Todos conhecem alguém que tenha tido cancro: só em 2020 foram registados cerca de 19 milhões de novos casos e cerca de 10 milhões de mortes em todo o mundo. Os tratamentos estão sempre a melhorar, mas podem ter efeitos secundários graves que são difíceis para os doentes. Na busca por novos medicamentos, mais direcionados, a medicina tradicional oferece muitos candidatos possíveis. Uma equipa de cientistas polacos reviu os compostos bioativos chamados glicoalcalóides, que são encontrados em muitos vegetais que nos são familiares, como batatas e tomates, para demonstrar o seu potencial para tratar o cancro.
“Cientistas de todo o mundo continuam à procura dos medicamentos que serão letais para as células cancerígenas mas, ao mesmo tempo, seguros para as células saudáveis”, afirma Magdalena Winkiel, líder do estudo e especialista da Universidade Adam Mickiewicz, na Polónia. “Não é fácil, apesar dos avanços da medicina e do poderoso desenvolvimento de técnicas de tratamento modernas. É por isso que pode valer a pena voltar às plantas medicinais que foram utilizadas há anos com sucesso no tratamento de várias doenças. Creio que vale a pena reexaminar as suas propriedades e talvez redescobrir o seu potencial.”
Winkiel e os seus colegas concentraram-se em cinco glicoalcalóides – solanina, chaconina, solasonina, solamargina e tomatina – que se encontram em extratos brutos da família das plantas Solanaceae, uma família com muitas plantas alimentares populares e muitas que são tóxicas, frequentemente devido aos alcalóides que produzem como defesa contra animais que comem plantas. Mas a dose correta pode transformar um veneno num medicamento: uma vez encontrada a dose terapêutica segura para os alcalóides, eles podem ser poderosos instrumentos clínicos.
Os glicoalcalóides, em particular, inibem o crescimento de células cancerígenas e podem promover a morte dessas células. Estas são áreas essenciais para controlar o cancro e melhorar o prognóstico dos doentes, pelo que têm um enorme potencial para tratamentos futuros.
“Mesmo que não possamos substituir os medicamentos anticancerígenos que são utilizados atualmente, talvez a terapia combinada aumente a eficácia deste tratamento”, sugere Winkiel. “Há muitas questões, mas sem um conhecimento detalhado sobre as propriedades dos glicoalcalóides, não seremos capazes de descobrir.”
Dos tomates aos tratamentos
Um passo necessário é a utilização de estudos em animais, para determinar quais os glicoalcalóides seguros e promissores o suficiente para serem testados em humanos.
Winkiel e os seus colegas destacam os glicoalcalóides derivados da batata, como a solanina e a chaconina, embora os níveis destes presentes na batata dependam do seu cultivo e das condições de luz e temperatura a que está exposta. A solanina impede que alguns químicos potencialmente cancerígenos se transformem em carcinogénicos no organismo e inibe a metástase. Estudos sobre um tipo particular de células de leucemia também mostraram que, em doses terapêuticas, a solanina mata-as. A chaconina tem propriedades anti-inflamatórias, com potencial para tratar a sepsis.
Já a solamargina, que se encontra sobretudo nas beringelas, impede as células cancerígenas do fígado de se reproduzirem. Trata-se de um dos vários glicoalcalóides que poderiam ser essenciais como tratamento complementar, pois visa as células estaminais cancerígenas que, segundo os especialistas, desempenham um papel significativo na resistência aos medicamentos contra o cancro.

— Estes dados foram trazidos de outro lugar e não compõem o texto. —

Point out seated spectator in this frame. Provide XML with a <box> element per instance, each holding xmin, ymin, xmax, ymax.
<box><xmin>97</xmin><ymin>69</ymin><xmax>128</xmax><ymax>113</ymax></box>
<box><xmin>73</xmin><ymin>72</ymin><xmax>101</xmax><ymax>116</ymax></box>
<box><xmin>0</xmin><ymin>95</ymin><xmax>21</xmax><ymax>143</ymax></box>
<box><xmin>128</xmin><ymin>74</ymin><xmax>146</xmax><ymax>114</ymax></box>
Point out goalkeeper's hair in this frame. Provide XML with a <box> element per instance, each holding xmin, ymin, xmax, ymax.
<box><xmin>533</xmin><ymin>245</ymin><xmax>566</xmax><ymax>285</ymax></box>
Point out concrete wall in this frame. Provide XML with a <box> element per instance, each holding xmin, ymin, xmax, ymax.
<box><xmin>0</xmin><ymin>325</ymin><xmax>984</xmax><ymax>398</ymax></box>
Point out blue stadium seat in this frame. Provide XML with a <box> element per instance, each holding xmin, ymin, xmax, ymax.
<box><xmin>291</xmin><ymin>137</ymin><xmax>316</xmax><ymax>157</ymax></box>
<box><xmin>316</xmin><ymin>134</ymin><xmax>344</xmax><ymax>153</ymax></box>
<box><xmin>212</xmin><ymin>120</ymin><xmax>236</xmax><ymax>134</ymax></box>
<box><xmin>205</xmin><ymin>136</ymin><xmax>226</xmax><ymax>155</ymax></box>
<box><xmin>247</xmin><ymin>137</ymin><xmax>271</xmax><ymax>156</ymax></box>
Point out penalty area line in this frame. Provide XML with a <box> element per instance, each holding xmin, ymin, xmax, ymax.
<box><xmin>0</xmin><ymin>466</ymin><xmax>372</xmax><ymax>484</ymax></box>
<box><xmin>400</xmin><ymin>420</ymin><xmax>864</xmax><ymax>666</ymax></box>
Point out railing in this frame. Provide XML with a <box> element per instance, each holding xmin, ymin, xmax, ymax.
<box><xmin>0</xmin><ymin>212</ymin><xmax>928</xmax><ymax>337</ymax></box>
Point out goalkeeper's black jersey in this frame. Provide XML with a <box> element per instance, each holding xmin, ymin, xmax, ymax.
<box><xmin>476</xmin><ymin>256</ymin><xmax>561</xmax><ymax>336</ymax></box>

Até os tomates oferecem potencial para a medicina futura, com a tomatina a apoiar a regulação do ciclo celular do corpo para que este possa matar as células cancerígenas.
Será necessária mais investigação para determinar a melhor forma de transformar este potencial em medicina prática e medicamentos, nomeadamente um melhor conhecimento sobre os mecanismos de ação dos glicoalcalóides e todas as potenciais preocupações de segurança precisam de ser escrutinadas, antes que os doentes possam beneficiar dos medicamentos contra o cancro a partir desta fonte.